[quote quote=“Geocyclist” post=8201]How to you set a micro bevel?
I assume you completely finish the knife first, stropping etc.
- In reference to the primary angle how do you set the micro bevel? I.e. 2 degrees greater than the primary angle.
- What stone/progression/number of strokes to you use?
- Do you strop the micro bevel?
- How do you “touch” up an edge with a micro bevel after moderate use? Can you strop? Do you touch up at the micro bevel angle? Do you re apex at the primary angle and apply a micro bevel again?
- Anything else I need to know about how to make a micro bevel?
- When do you use a micro bevel and when not?[/quote]
Excellent questions!
A micro bevel has two general definitions, IMO.
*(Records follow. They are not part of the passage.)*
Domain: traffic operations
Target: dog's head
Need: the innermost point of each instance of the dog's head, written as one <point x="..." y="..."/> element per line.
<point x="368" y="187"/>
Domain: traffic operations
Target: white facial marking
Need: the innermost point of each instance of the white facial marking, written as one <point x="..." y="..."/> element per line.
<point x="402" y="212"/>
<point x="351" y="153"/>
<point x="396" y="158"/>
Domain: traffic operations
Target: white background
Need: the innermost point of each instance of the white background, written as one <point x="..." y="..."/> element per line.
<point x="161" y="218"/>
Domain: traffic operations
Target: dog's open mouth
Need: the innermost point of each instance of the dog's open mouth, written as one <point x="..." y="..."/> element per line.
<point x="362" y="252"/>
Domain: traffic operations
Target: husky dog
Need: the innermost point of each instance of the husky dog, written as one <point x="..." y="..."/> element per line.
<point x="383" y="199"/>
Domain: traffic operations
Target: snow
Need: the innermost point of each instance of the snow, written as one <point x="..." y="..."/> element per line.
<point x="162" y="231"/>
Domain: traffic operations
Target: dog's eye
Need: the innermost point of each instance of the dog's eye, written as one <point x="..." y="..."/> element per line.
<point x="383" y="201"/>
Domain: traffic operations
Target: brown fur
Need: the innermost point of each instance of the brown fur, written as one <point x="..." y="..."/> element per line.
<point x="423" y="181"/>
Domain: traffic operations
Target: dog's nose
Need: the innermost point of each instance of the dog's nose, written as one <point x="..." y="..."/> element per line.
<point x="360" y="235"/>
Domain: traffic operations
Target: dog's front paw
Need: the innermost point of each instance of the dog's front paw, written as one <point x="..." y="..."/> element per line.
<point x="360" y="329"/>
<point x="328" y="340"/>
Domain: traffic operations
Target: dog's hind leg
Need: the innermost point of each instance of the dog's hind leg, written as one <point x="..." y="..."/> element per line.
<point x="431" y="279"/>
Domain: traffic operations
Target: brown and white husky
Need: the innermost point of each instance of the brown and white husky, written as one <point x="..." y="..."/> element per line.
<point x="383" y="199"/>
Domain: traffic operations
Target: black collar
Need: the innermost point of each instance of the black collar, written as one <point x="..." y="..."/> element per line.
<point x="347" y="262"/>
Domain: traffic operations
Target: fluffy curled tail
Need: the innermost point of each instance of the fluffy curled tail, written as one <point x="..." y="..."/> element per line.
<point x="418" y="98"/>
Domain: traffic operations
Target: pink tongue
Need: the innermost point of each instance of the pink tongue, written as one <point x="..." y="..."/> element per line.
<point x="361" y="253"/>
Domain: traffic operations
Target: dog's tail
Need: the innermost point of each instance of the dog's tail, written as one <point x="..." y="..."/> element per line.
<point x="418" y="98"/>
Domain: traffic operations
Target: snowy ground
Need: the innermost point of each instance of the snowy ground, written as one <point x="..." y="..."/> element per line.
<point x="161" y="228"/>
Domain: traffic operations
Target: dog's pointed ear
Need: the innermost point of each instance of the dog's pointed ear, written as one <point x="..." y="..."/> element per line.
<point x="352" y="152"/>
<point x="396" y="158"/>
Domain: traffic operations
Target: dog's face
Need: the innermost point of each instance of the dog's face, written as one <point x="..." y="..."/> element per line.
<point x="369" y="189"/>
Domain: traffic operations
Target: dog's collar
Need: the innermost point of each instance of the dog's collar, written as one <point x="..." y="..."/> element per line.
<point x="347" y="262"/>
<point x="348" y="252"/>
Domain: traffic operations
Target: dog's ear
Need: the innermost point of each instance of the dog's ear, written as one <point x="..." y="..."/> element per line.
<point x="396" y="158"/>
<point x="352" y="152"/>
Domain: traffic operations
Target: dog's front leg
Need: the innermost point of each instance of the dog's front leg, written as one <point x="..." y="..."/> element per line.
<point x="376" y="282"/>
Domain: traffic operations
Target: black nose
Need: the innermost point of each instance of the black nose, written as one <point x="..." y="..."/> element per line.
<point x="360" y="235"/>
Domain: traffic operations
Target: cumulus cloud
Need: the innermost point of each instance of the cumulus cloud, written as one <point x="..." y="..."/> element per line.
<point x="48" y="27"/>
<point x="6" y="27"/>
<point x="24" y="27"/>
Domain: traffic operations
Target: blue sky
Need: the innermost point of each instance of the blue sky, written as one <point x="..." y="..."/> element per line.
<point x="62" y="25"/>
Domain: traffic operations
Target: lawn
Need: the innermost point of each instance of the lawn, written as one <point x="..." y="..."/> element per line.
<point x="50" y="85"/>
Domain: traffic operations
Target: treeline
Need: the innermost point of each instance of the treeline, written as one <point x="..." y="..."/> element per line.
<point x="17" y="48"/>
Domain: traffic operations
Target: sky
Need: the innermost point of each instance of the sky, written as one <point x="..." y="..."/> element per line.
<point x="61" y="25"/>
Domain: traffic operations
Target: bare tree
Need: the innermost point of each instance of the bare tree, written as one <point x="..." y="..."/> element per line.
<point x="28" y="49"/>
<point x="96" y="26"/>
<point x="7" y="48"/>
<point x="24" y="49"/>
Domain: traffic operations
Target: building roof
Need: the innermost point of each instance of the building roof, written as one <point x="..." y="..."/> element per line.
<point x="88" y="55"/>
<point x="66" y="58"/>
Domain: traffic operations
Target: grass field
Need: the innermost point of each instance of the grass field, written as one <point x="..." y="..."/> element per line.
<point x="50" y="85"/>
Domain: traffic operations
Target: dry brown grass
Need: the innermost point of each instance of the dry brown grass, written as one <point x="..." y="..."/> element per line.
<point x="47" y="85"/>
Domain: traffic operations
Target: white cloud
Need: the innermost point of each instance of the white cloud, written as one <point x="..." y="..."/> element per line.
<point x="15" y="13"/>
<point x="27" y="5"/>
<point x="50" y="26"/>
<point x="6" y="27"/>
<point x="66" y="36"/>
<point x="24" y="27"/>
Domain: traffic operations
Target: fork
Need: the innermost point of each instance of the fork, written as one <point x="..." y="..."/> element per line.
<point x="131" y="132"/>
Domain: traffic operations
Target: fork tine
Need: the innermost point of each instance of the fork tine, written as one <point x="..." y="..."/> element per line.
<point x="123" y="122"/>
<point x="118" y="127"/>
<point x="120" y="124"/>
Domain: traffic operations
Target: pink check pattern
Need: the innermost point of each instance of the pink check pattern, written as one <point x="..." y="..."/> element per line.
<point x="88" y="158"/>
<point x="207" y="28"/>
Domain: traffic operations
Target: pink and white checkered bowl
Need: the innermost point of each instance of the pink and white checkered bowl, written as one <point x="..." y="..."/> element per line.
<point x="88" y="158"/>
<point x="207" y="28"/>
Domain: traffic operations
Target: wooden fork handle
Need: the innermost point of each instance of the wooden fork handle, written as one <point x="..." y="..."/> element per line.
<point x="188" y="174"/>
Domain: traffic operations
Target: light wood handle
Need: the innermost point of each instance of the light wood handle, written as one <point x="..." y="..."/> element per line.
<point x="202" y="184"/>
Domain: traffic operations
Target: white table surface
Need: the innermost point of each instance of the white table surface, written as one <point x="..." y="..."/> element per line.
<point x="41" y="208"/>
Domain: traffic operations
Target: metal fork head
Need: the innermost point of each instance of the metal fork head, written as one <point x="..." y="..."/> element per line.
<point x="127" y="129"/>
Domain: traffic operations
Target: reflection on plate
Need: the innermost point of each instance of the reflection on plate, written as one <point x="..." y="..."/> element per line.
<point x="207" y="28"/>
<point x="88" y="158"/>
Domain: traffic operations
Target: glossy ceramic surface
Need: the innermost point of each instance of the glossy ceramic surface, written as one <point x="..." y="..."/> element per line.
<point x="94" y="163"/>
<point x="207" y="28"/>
The first is a raised (more obtuse) angle formed with minimal amounts of strokes after the majority, if not all, of the sharpening is finished. For example, if you sharpen a knife at 20 degrees per side through a progression of paddles and then take the final grit and raise the angle 1 or 2 degrees for 10-20 strokes, you will have a micro bevel.
The second is an actual secondary bevel, formed before the final grit, or is retraced at the higher angle after the full progression is completed at the lower angle. For example, if you sharpen (or thin) a knife at 18 degrees per side on the diamonds, then increase the angle to 20 degrees on the ceramics/Choseras for the final edge. OR, if you progress at 18 degrees per side throughout the full progression, then raise the angle and redo the entire progression (or majority of) again at 20 degrees. This creates two distinct bevels.
Technically, they equal the same thing, but the first micro bevel is used more to confirm that the edge of the edge has been abraded, or the burr has been fully removed . The second is for more durability, strength and ease of cutting.
The third, and less talked about micro bevel is when the arm or knife slips and you don’t realize it! 
When touching up a micro bevel, it should be done at the micro bevel angle, since that is the one with the cutting power. If the edge is still intact (no chips) and is just dulled, then a few strokes of the final grit should suffice (there is no official number, but I’d start with 5 light alternating strokes, then increase in sets of 5 if necessary).
The micro bevel in both definitions will eventually become too obtuse and will need to be fully redone, but you should get several touch ups before that happens. If you have the time and inclination, you could also equally strop the lower angle as a maintenance step to try to keep the same ratio of thickness at the edge and behind it, but that kind of makes touching up like work, IMO.